Art. 367. - Un mariage fait avec une personne atteinte

d'aliénation ou entre deux aliénés est nul. Leurs biens sont mis en tutelle.

Art. 371. - Ne sont pas admis comme témoins ceux qui, par suite

d'un dérangement des facultés mentales, sont soumis à un examen ou traitement médical, par ordre des autorités compétentes (28).

La non-accessibilité des aliénés à leurs droits juridiques est justifiée par l'article 700, d'après lequel l’acquisition des droits n'est valide que lorsqu'elle est basée sur un consentement mutuel et respectant le libre arbitre, facultés qui font défaut aux aliénés (28).

Pour tous préjudices et dommages causés par les aliénés :

Art. 654. - Sont responsables ceux qui, aux termes de la loi, sont

obligés d'exercer une surveillance sur eux (28).

La loi russe reconnaît comme raison de non-responsabilité la perturbation des fonctions mentales ; d'après l'article 10 du Code des peines :

Art. 10. - Tout acte commis n'est pas considéré comme crime en

cas de démence, de folie ou d'accès d'une maladie pouvant entraîner la fureur ou la perte complète de conscience.
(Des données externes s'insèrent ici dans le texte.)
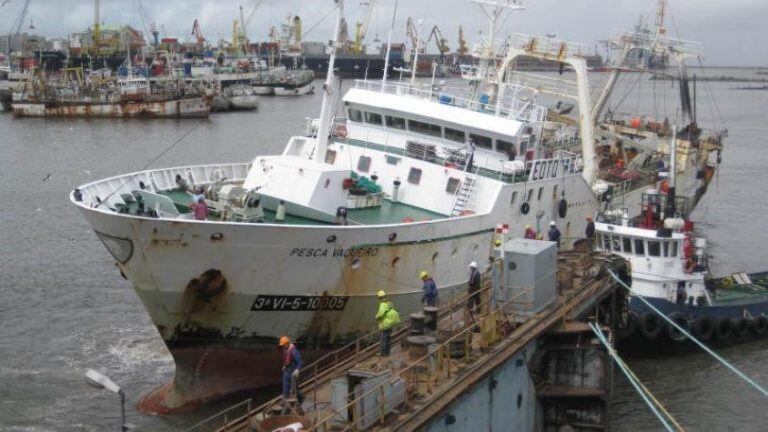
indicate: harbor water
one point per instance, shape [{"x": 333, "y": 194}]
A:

Art. 13. - La faiblesse d'esprit est regardée comme circonstance

Le système judiciaire impérial se tourne vers les médecins pour affirmer, ou infirmer, l’existence d'une pathologie mentale. Les médecins doivent alors établir la capacité civile d'un malade et justifier ou non la mise en place d’une mesure de tutelle, en prévention d'un acte délictueux ; enfin, ils doivent statuer sur la question de la responsabilité criminelle (28) de l’inculpé.

L'examen de mise sous tutelle est effectué en présence d'un représentant de la fonction publique, dont l'autorité croît proportionnellement au rang social du malade (régence du gouvernement, gouverneur, vice-gouverneur, président du conseil municipal, simples fonctionnaires). Tous les individus présents lors de l'examen ont le droit de vote. L'examen (art. 373.) se limite à une liste de questions concernant la vie quotidienne. Un procès-verbal est ensuite rédigé et soumis, si le patient n'est pas un paysan, au Sénat pour jugement définitif. Si l'individu est reconnu fou ou insensé par la chambre, il est alors placé sous tutelle (art. 376.) (28).
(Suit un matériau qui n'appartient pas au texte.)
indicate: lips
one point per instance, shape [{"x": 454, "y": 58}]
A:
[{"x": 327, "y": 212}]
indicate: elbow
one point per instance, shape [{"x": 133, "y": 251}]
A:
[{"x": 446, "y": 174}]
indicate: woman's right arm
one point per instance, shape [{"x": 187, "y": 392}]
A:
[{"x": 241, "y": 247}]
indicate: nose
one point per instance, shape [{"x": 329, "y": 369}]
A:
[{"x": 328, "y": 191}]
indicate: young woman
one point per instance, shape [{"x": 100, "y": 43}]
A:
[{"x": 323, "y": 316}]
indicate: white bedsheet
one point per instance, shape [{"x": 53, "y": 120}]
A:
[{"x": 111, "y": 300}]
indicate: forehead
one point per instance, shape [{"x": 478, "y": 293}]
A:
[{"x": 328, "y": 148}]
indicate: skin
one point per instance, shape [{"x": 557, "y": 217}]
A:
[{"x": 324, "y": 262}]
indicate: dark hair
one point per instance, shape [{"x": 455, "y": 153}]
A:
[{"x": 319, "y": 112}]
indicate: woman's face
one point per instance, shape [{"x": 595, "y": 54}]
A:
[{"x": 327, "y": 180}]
Un ensemble de texte légifère sur la question de la protection des biens et la mise sous tutelle :

Art. 375. - Les personnes reconnues aliénées par le Sénat sont

confiées aux soins et placées sous la surveillance de leurs parents les plus proches ; en cas de refus de la part de ces derniers, elles sont placées dans un asile d'aliénés.

Art. 376. - Les biens des personnes atteintes d'aliénation mentale

sont confiés à leurs héritiers, sans que ceux-ci aient le droit de les aliéner, ni de les hypothéquer du vivant du malade ; ils doivent en outre mettre les revenus en sûreté.

Art. 377. - Au point de vue de la gestion de ses biens confiés aux

héritiers, l'aliéné est assimilé à un mineur (29).

Pour l'établissement de la responsabilité criminelle, c'est le juge d'instruction qui, lorsqu'il émet des doutes sur l'état des facultés mentales du prévenu, qui peut suspendre l’instruction et demander à la cour la prescription d'un examen médical. Ce dernier s'effectue en présence du tribunal, sans les jurés, par trois médecins. Si ces derniers sont censés, comme lors de la procédure de mise sous tutelle, suivre une liste de questions portant sur la vie domestique, la réalité de la pratique judiciaire ne suit pas toujours la procédure. Le prévenu peut être placé dans un asile afin d'évaluer plus précisément son état mental. Le tribunal et les jurés ne sont pas tenus de suivre l'expertise médicale. Si l'aliénation mentale est établie, l'affaire est renvoyée (28).